One way of improving spherical microphone arrays is to make the microphones more directive. The theory behind this is that the directivity of each sensor should be as close as possible to the desired mode (eigenbeam), which corresponds to high-degree harmonics having a null contribution. A more directive sensing can be obtained, locating omnidirectional microphones at the end of cavities within the sphere as disclosed in US patent application publication 2007/0110257A and in Nicolas Epain and Jerome Daniel's paper, "Improving Spherical Microphone Arrays", presented at the 124th Convention of the Audio Engineering Society, 2008 May 17-20, Amsterdam, The Netherlands.

Another approach to preventing the microphone from receiving the high-degree spherical harmonics is to use spatial low-pass filtering, i.e., to make the microphones less sensible to fast variations of the sound field over the surface of the sphere.
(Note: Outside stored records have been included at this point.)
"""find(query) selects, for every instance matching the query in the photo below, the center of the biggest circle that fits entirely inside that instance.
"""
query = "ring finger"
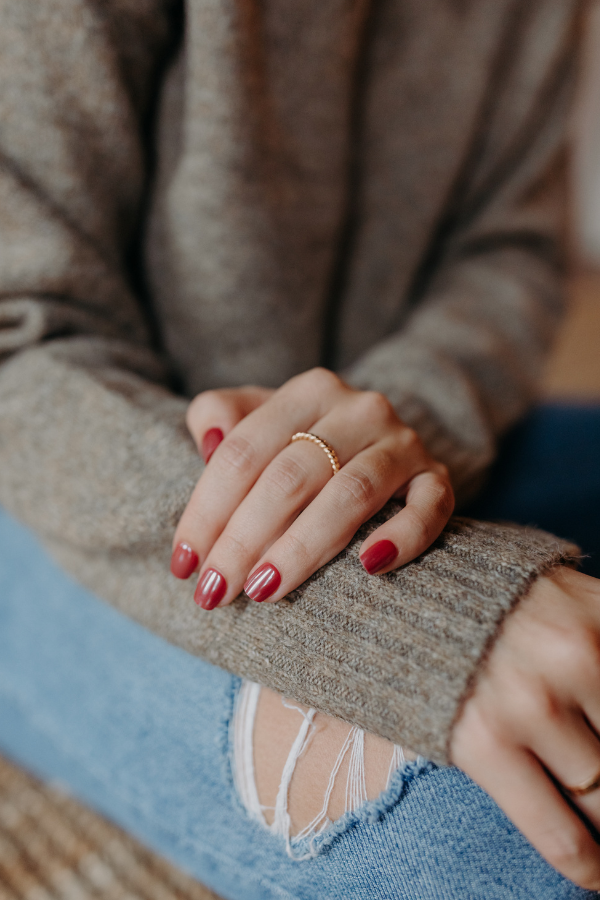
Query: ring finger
(570, 750)
(287, 487)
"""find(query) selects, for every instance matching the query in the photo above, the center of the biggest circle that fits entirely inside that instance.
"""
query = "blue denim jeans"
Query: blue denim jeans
(141, 731)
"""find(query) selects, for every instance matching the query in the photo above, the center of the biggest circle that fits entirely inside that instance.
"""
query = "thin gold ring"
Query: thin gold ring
(586, 788)
(327, 448)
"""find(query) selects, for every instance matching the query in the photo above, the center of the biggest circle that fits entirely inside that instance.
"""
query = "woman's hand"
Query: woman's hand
(530, 729)
(266, 514)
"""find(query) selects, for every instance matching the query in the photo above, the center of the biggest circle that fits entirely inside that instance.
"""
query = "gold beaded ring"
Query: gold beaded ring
(327, 448)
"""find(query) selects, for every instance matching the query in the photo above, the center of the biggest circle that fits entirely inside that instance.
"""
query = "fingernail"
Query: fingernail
(263, 583)
(379, 556)
(210, 442)
(183, 561)
(211, 589)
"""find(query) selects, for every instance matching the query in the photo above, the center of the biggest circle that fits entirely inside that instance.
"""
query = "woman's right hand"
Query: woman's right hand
(531, 727)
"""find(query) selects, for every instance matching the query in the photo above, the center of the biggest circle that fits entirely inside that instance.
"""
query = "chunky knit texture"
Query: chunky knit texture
(374, 186)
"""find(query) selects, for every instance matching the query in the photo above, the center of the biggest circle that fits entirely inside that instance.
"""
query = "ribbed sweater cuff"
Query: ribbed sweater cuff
(395, 654)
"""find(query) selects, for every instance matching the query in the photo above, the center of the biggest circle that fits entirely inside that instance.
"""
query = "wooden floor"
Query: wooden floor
(52, 848)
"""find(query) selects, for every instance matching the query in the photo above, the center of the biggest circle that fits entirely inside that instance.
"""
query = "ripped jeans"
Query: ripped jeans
(143, 732)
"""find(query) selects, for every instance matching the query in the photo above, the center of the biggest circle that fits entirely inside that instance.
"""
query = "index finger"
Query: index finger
(521, 787)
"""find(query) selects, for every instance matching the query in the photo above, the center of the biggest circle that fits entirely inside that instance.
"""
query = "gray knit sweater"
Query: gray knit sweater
(236, 192)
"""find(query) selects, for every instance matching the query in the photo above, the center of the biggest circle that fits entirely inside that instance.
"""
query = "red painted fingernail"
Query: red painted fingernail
(263, 583)
(211, 589)
(210, 442)
(379, 556)
(183, 561)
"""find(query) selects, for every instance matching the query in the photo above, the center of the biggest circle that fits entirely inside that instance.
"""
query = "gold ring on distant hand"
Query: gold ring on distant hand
(327, 448)
(586, 788)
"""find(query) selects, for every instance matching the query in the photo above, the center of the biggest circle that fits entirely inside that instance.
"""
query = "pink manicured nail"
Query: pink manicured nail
(211, 589)
(263, 583)
(183, 561)
(379, 556)
(210, 442)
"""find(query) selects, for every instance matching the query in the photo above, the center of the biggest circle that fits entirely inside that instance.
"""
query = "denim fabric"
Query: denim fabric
(140, 730)
(548, 475)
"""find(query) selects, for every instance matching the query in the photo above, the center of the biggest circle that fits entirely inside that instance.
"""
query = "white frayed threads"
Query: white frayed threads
(243, 758)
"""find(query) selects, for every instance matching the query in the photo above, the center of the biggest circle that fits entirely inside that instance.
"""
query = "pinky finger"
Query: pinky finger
(517, 781)
(429, 505)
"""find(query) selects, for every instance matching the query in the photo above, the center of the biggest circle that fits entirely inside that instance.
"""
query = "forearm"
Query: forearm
(394, 654)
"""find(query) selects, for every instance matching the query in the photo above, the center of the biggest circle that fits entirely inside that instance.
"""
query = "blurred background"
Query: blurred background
(52, 848)
(574, 369)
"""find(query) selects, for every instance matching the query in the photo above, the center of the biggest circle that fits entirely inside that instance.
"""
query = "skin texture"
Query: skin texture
(529, 727)
(275, 730)
(262, 500)
(532, 722)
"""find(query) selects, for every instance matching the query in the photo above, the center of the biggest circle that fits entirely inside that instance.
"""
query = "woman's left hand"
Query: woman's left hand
(267, 513)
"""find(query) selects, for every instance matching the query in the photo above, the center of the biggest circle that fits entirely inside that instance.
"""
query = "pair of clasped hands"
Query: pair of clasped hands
(267, 513)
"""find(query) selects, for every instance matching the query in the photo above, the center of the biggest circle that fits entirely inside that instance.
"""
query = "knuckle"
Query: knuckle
(375, 408)
(321, 379)
(232, 546)
(411, 441)
(442, 471)
(238, 453)
(442, 499)
(287, 477)
(356, 486)
(419, 526)
(568, 851)
(297, 549)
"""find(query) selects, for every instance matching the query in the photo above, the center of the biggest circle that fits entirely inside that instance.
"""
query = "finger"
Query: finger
(288, 485)
(213, 414)
(516, 780)
(564, 742)
(248, 449)
(329, 522)
(429, 505)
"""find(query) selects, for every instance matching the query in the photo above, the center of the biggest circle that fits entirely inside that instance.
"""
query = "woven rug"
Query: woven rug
(53, 848)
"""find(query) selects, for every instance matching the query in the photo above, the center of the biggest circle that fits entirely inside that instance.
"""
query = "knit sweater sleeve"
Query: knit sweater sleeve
(94, 453)
(466, 363)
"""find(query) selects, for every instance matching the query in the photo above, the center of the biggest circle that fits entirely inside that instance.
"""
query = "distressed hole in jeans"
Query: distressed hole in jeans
(298, 770)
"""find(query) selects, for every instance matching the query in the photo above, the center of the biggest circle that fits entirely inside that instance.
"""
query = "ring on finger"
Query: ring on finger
(327, 448)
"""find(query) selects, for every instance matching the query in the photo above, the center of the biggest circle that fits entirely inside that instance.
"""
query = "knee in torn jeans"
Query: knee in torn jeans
(297, 770)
This is possible if each microphone of the array is able to measure the sound field on an extended area around its angular position. This can be achieved by using larger-membrane microphones. These microphones integrate the pressure variations over their membranes, which can be seen as spatial low-pass filtering.
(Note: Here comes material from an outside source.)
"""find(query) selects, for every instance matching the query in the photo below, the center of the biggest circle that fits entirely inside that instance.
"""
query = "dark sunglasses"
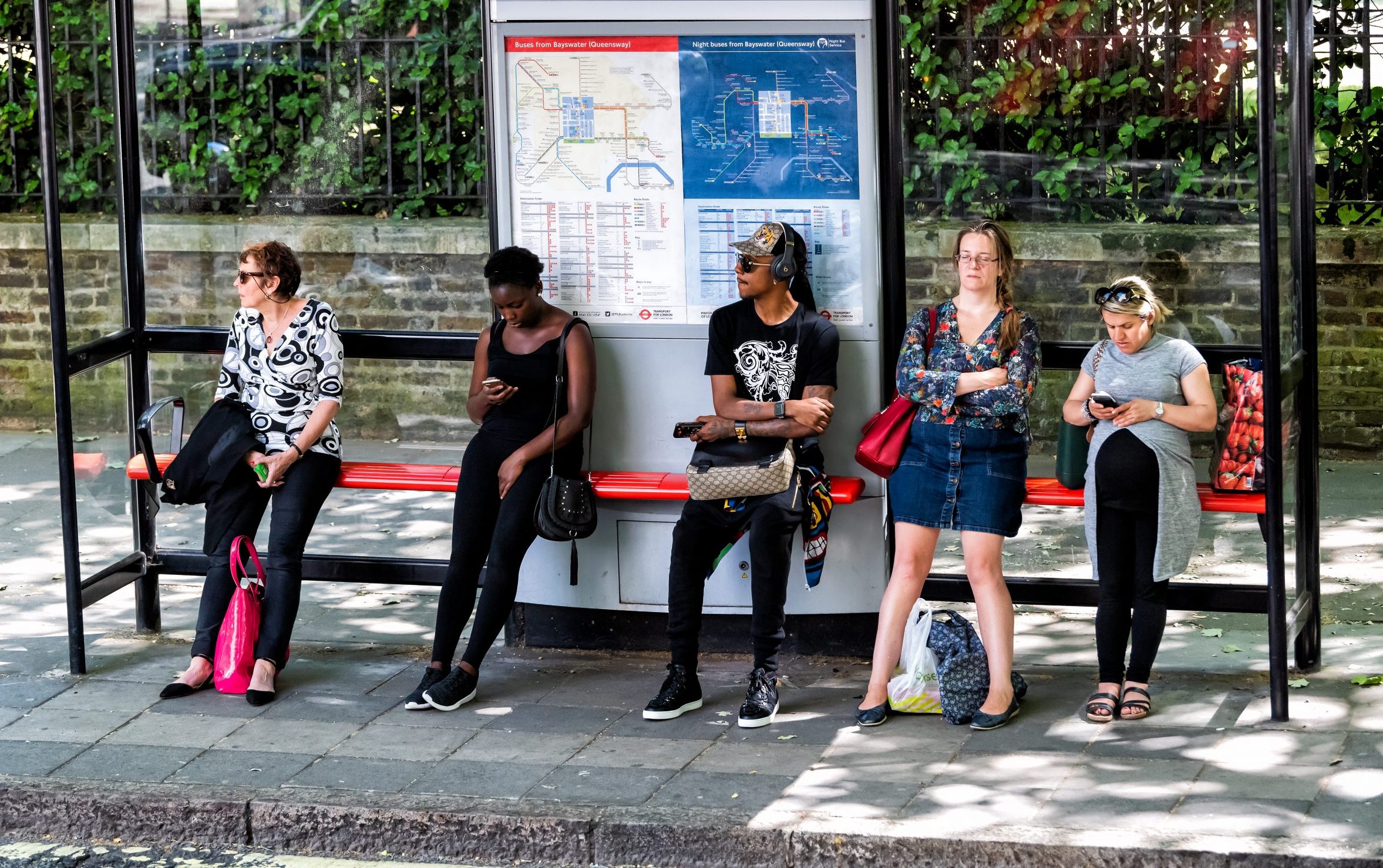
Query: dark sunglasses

In the microphone array described herein, cavities 5 are shaped to form both a spatial low-pass filter and a focusing element so that sound entering the cavities from a direction perpendicular to the perimeter of the sphere is collected and transferred to the microphone(s) with the least attenuation. Low-pass filtering may be provided, for example, by cavity shapes whose opening areas are larger than the membrane areas of the microphones. Focusing may be achieved by cavity shapes that concentrate acoustic waves coming in to the cavity along an axis perpendicular to the perimeter of the sphere, at a particular point where the respective microphone is to be arranged. Waves coming in from directions other than perpendicular are reflected (diffracted) by the walls of the cavity, so they do not make their way to the microphone disposed in the cavity.

FIG. 3 shows cavity 5 shaped as an inverse spherical cap 10 with a sound reflective surface. As depicted in FIG. 4, a spherical cap 11 is a portion of a sphere 12 cut off by a plane 12. If plane 13 passes through the center of sphere 12 so that the height of the cap is equal to the radius of the sphere, the spherical cap is called a dome or hemisphere. Accordingly, the inverse cap 10 is the cavity into which cap 11 fits. At the bottom of the inverse cap 10, i.e., at the end of cavity 5, microphone 4 is disposed, which may be an omnidirectional microphone with a large membrane. The diameter 2r_o (area) of the cavity's front opening is e.g., more than two times larger than the diameter 2r_m (area) of microphone 4's membrane.

FIG. 5 shows cavity 5 shaped as an inverse paraboloid 14, also known as a circular parabola, with a sound-reflective surface. Its shape is part of a circular paraboloid, that is, the surface generated by a parabola revolving around its axis. The reflective inverse paraboloid 14 transforms an incoming plane wave traveling along the axis of the inverse paraboloid 14 into a spherical wave converging toward a focal point where microphone 4 is disposed.

The dimensions of a symmetrical paraboloid are related by Equation (3): $$\mathrm{4}\mathrm{FD}={{\mathrm{r}}_{\mathrm{o}}}^{\mathrm{2}},$$
where F is the focal length, D is the depth of the paraboloid (measured along the axis of symmetry from the vertex to the plane of the rim), and r_o is the radius of the rim (half of the diameter 2r_o of the rim).

FIG. 6 is a cross-sectional view of cavity 5 having an alternative inverse paraboloidal shape 16 whose depth D is larger than the diameter 2r_o of the rim (D > 2r_o), in contrast to the previous examples where D < 2r_o. A three-dimensional view of cavity 16 of FIG. 6 is shown in FIG. 7.

While exemplary embodiments are described above, it is not intended that these embodiments describe all possible forms of the invention. The words used in the specification are words of description rather than limitation, and it is understood that various changes may be made without departing from the spirit and scope of the invention. Additionally, the features of various implementing embodiments may be combined to form further embodiments of the invention.